Do exchange-traded funds (ETF) that operate like rule-based (passive) hedge funds offer attractive performance? In their December 2019 paper entitled “The Performance of Passively-Managed Hedged ETFs”, Jason Cheng, Joseph Fung and Eric Lam examine performance of passively-managed hedged ETFs (HETF) as of the end of 2017. These funds attempt to replicate a hedge fund index (either global macro or long-short equity), generally allocating about 80% to replication 20% to buffer market movements. The study looks at raw returns and alphas relative to a 3-factor (equity market, volatility, interest rate) and more complex 7-factor and 8-factor models of hedge fund returns. They test each HETF individually and equal-weighted portfolios of HETFs. Using month-end prices, net asset values (NAV), assets under management (AUM), and bid and ask quotes for 23 HETFs available at the end of 2017 and monthly hedge fund factor model inputs during January 2008 through December 2017, they find that:
- At the end of 2017, average HETF AUM is $85.1 million, average annual expense ratio is 1.19% and average bid-ask spread is 2.99%. HETFs generally trade close to their respective NAVs.
- HETFs generally perform poorly over the sample period. Most underperform the S&P 500 Index, and some underperform 1-month U.S. Treasury bills.
- HETFs following a macro strategy outperform those pursuing a long-short equity strategy.
- An equal-weighted portfolio of all HETFs generates significantly negative (7-factor (8-factor) monthly gross alpha -0.29% (0.23%), despite positive survivorship bias from ignoring funds terminated during the sample period.
- The poor performance of HETFs derives from high expense ratios and large tracking errors relative to benchmarks.
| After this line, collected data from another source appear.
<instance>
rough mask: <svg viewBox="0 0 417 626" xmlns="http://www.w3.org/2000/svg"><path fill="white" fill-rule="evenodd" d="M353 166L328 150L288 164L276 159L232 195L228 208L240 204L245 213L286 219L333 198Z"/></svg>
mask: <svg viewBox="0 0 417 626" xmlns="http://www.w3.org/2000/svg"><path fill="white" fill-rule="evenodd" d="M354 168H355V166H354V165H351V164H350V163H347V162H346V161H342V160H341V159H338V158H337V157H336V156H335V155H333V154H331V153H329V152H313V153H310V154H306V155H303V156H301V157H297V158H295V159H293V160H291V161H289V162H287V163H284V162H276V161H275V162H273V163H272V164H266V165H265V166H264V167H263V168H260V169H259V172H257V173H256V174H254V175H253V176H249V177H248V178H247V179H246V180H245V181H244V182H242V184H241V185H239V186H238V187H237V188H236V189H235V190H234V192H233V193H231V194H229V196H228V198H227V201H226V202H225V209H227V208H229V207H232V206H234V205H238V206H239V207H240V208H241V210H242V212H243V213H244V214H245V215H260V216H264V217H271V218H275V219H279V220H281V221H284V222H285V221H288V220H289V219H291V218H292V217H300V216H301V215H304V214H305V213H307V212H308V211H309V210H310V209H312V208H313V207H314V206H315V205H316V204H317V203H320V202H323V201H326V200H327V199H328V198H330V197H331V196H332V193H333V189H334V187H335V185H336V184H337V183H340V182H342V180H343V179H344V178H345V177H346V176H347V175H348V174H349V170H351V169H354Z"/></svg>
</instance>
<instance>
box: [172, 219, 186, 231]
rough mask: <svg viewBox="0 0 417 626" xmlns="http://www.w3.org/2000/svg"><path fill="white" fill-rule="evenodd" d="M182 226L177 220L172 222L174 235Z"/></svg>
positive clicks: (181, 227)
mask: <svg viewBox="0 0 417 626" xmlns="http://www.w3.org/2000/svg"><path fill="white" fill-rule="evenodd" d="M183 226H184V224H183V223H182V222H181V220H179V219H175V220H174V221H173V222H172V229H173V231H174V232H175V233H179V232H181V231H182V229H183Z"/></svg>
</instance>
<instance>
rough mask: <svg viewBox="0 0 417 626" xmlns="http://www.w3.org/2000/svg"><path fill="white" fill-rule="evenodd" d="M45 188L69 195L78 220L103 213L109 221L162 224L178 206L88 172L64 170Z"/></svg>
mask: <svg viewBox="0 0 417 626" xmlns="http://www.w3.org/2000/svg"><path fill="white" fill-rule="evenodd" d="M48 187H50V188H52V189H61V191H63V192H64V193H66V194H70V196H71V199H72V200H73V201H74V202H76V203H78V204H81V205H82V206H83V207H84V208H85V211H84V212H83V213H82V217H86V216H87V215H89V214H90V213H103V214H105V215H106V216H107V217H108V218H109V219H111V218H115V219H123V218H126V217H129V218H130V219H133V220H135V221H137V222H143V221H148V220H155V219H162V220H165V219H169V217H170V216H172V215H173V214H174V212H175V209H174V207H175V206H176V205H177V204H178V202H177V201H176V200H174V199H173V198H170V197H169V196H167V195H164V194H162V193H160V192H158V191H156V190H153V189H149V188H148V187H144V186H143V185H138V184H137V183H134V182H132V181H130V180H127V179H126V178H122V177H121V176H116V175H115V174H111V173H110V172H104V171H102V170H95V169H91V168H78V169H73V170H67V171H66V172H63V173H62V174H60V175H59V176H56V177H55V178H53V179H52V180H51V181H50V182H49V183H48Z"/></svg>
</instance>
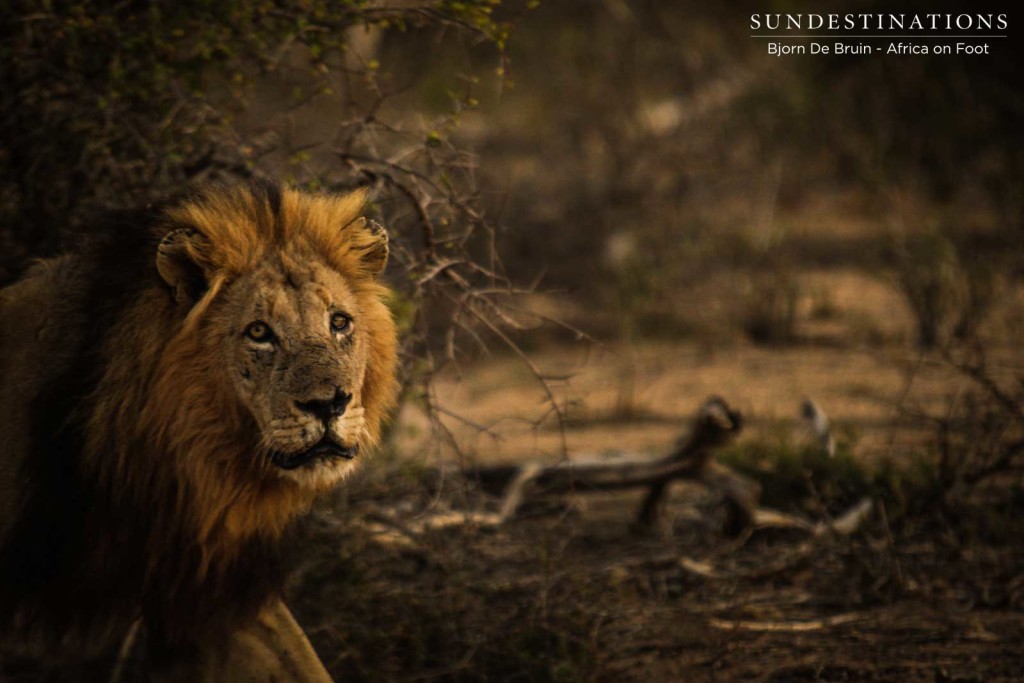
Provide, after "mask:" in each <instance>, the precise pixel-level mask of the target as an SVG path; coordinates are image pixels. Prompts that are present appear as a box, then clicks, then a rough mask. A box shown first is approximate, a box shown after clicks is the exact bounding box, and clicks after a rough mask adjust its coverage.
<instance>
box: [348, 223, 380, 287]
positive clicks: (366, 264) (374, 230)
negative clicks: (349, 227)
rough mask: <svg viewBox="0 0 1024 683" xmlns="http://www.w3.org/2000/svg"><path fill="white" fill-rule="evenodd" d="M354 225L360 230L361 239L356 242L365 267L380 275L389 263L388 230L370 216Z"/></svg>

In summary, evidence indicates that ETFs designed to work like rule-based hedge funds are unattractive for investors.
Cautions regarding findings include:
- Data are somewhat stale for the type of sample.
- As noted in the paper, the sample construction methodology introduces survivorship bias that favors HETFs in aggregate.
- Many HETFs are tiny in terms of assets under management (apparently, for good reason).